Overview
This node allows you to save a web page to the Wayback Machine, an internet archive service that captures and stores snapshots of web pages over time. It is useful for preserving the state of a webpage at a specific moment, archiving content for future reference, or ensuring access to pages that might change or be removed.
Common scenarios include:
- Archiving important web pages for compliance or record-keeping.
- Capturing dynamic content with JavaScript interactions.
- Automatically saving pages with error status codes or outlinks.
- Generating screenshots of web pages for visual records.
For example, you can use this node to save a news article URL to the Wayback Machine, optionally capturing all outlinks and taking a full-page screenshot.
Properties
| Name | Meaning |
|---|---|
| URL | The URL of the page to save to the Wayback Machine. |
| Capture All | Whether to capture pages even if they return HTTP errors (status 4xx or 5xx). By default, only pages with status 200 are captured. |
| Capture Cookie | An extra HTTP cookie value to send when capturing the target page. Useful for authenticated or personalized content. |
| Capture Outlinks | Whether to automatically capture all outlinks found on the page, including links in PDFs, JSON, RSS, and MRSS feeds. |
| Capture Screenshot | Whether to capture a full-page screenshot in PNG format, stored separately in the Wayback Machine. |
| Delay Wayback Machine Availability | Whether the capture becomes available after approximately 12 hours instead of immediately, reducing system load. API responses remain the same regardless. |
| Email Result | Whether to send an email report of the captured URLs to the user's email address. |
| Force Get | Whether to force using a simple HTTP GET request to capture the page. By default, a HEAD request decides whether to use a headless browser or GET. This overrides that behavior. |
| If Not Archived Within | Only capture the page if the latest existing capture is older than this time delta (e.g., "3d 5h 20m" or seconds like "120"). Supports two comma-separated values: first for main capture, second for outlinks. Defaults to 45 minutes. |
| JS Behavior Timeout | Number of seconds (0–30) to run JavaScript after page load to trigger dynamic content loading (e.g., image hover, scroll). Default is 5 seconds. Set to 0 to skip JS execution for faster capture. |
| Outlinks Availability | Whether to return timestamps of the last capture for all outlinks. |
| Skip First Archive | Whether to skip checking if the capture is the first one, which speeds up the process if that information is not needed. |
| Target Username | Username to use in login forms on the target page, if authentication is required. |
| Target Password | Password to use in login forms on the target page, if authentication is required. |
| Use User-Agent | Custom HTTP User-Agent string to use when capturing the target page. |
Output
The node outputs JSON data representing the response from the Wayback Machine's save API. This typically includes metadata about the saved capture such as the archived URL, timestamp, and status.

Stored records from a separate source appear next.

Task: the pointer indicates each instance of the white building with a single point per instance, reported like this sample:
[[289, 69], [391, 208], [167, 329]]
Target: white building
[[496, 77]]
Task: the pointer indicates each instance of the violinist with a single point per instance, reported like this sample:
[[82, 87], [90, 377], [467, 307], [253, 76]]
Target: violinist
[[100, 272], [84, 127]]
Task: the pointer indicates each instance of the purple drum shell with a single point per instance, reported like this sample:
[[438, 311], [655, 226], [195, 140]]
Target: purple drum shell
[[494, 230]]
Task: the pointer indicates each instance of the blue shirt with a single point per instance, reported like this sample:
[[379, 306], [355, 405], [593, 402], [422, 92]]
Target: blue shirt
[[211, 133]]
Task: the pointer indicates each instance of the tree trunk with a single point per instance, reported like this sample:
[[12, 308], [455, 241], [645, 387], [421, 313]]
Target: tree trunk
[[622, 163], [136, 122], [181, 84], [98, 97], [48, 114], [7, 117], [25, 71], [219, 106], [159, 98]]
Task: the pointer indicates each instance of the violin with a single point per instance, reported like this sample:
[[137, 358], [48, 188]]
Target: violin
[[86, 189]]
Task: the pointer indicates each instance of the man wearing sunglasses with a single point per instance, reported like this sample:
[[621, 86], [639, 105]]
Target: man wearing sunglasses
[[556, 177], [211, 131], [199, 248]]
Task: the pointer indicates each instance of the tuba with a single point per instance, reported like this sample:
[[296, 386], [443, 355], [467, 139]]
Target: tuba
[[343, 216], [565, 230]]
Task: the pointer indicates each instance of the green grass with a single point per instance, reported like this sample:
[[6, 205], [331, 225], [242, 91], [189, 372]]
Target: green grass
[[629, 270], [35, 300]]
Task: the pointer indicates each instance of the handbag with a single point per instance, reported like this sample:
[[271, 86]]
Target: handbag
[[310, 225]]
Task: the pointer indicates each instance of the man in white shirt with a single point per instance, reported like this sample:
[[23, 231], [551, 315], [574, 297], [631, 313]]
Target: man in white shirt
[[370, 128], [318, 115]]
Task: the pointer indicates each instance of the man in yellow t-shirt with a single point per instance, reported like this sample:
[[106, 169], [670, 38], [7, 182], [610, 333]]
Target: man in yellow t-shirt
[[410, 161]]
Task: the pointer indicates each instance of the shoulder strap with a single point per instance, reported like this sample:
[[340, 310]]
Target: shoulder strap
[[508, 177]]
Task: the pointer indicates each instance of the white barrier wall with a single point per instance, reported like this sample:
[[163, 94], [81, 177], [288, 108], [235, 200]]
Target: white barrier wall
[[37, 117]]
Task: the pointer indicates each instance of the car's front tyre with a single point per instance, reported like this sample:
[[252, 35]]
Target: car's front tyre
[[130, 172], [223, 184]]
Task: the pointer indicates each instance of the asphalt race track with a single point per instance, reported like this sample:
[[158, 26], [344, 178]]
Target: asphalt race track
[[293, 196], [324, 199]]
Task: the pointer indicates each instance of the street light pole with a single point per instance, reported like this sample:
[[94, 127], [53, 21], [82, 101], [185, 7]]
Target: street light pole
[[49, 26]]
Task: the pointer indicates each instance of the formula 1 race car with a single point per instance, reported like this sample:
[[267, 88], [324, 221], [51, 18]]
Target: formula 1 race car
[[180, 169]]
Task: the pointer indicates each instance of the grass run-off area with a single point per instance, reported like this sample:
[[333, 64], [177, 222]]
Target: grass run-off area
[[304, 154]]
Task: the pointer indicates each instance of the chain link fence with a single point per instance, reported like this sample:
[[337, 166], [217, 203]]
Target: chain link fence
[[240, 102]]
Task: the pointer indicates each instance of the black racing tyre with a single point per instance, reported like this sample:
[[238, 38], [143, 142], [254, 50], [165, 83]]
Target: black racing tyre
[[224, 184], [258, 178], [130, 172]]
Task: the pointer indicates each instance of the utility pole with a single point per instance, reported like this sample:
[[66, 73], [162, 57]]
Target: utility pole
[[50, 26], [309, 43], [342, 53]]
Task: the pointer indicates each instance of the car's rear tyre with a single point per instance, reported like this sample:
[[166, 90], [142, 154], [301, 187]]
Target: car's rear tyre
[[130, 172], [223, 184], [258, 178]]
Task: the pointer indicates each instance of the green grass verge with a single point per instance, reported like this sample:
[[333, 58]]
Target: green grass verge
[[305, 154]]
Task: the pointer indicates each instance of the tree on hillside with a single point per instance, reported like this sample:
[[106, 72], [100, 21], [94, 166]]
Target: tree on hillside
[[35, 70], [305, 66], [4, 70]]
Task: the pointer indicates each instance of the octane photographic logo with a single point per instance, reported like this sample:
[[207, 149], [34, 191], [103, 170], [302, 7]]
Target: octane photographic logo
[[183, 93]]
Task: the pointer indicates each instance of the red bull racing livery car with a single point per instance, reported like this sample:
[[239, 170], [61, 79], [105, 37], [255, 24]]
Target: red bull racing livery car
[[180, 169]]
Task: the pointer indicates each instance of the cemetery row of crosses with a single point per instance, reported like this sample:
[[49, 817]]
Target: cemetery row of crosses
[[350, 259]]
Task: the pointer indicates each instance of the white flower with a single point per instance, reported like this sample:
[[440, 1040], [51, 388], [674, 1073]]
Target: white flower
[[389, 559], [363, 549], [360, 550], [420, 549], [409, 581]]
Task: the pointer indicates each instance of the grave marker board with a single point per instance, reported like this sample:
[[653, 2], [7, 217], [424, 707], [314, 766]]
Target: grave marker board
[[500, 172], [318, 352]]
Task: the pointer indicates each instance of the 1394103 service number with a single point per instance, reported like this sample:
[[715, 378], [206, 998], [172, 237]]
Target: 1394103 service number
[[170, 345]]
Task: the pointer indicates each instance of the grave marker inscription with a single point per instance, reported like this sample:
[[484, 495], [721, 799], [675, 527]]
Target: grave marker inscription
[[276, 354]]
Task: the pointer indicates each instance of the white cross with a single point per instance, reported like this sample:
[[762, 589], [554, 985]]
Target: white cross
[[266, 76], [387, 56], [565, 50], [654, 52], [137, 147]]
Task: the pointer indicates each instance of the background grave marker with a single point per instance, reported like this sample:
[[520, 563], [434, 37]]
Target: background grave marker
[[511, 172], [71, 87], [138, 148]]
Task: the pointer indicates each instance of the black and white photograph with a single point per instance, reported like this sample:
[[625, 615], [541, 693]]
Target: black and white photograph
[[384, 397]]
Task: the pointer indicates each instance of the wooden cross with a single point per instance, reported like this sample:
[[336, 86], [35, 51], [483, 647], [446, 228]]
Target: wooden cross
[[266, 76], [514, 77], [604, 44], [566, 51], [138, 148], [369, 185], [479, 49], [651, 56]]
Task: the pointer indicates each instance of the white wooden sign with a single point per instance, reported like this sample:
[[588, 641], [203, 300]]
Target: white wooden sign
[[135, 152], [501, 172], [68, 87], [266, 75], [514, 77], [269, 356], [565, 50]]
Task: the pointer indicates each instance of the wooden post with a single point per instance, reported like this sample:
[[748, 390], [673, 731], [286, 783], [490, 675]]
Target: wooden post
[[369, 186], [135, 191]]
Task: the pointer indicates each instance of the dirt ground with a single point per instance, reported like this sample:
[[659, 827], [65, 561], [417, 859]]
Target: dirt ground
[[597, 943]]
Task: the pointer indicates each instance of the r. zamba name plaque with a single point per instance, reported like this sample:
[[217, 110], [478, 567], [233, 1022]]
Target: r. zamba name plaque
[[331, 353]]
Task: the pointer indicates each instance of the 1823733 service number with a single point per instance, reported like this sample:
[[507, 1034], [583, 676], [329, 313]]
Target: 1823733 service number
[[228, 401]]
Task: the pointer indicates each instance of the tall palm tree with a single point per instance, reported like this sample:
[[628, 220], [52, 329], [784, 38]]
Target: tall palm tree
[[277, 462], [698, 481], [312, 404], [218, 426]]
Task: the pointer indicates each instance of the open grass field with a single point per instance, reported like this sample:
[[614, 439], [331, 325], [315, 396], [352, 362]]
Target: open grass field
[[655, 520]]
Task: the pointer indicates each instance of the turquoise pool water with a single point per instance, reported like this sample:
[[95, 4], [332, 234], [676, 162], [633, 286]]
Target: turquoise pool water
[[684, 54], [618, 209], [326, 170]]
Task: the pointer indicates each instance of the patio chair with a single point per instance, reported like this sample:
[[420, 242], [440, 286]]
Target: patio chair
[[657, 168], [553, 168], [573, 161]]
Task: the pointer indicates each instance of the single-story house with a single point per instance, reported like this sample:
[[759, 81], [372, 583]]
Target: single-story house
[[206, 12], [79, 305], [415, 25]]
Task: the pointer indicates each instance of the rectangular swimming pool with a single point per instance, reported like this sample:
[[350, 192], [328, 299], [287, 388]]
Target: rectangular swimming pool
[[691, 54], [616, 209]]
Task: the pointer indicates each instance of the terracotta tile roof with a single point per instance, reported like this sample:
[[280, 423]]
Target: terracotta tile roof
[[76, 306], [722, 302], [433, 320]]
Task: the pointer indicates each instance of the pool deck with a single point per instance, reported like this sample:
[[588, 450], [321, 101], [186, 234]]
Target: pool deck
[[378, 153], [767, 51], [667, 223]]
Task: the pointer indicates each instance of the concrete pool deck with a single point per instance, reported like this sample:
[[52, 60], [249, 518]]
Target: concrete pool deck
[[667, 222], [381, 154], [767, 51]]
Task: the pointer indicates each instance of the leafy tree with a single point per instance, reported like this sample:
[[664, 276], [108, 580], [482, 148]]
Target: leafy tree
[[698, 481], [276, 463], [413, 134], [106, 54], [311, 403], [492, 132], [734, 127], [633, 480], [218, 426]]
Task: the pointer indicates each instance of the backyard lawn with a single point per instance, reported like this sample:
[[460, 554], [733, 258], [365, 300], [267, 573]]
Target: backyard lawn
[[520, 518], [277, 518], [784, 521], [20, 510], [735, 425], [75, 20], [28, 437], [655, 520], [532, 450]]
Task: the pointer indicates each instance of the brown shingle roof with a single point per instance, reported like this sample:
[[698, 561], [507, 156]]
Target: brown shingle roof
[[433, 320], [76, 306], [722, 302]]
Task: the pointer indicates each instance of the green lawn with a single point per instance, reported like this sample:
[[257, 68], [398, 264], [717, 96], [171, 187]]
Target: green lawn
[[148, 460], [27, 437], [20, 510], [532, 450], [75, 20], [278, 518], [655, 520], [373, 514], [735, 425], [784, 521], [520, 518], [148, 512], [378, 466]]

If the capture includes a screenshot, it is stored separately by the Wayback Machine but not directly output as binary data by this node.
Output structure example (simplified):
{
"archived_snapshots": {
"closest": {
"available": true,
"url": "https://web.archive.org/web/20230101000000/https://example.com",
"timestamp": "20230101000000"
}
},
"url": "https://example.com",
"timestamp": "20230101000000",
"status": "success"
}
Dependencies
- Requires an API key credential for the Internet Archive service configured in n8n.
- Makes HTTP POST requests to
https://web.archive.org/savewith form data parameters. - No additional external dependencies beyond standard HTTP and authentication helpers.
Troubleshooting
- Invalid URL Error: If the provided URL is malformed or cannot be parsed, the node throws an "Invalid URL" error. Ensure the URL is correctly formatted and includes the protocol (e.g., https://).
- Authentication Errors: Missing or invalid API credentials will cause authentication failures. Verify that the API key credential is properly set up.
- Timeouts or Slow Responses: Capturing pages with heavy JavaScript or many outlinks may take longer. Adjust the JS Behavior Timeout or disable outlink capture to speed up.
- Capture Not Available Immediately: If "Delay Wayback Machine Availability" is enabled, captures appear after ~12 hours. This is expected behavior to reduce server load.
- HTTP Errors on Target Page: By default, pages returning HTTP errors (4xx, 5xx) are not captured unless "Capture All" is enabled.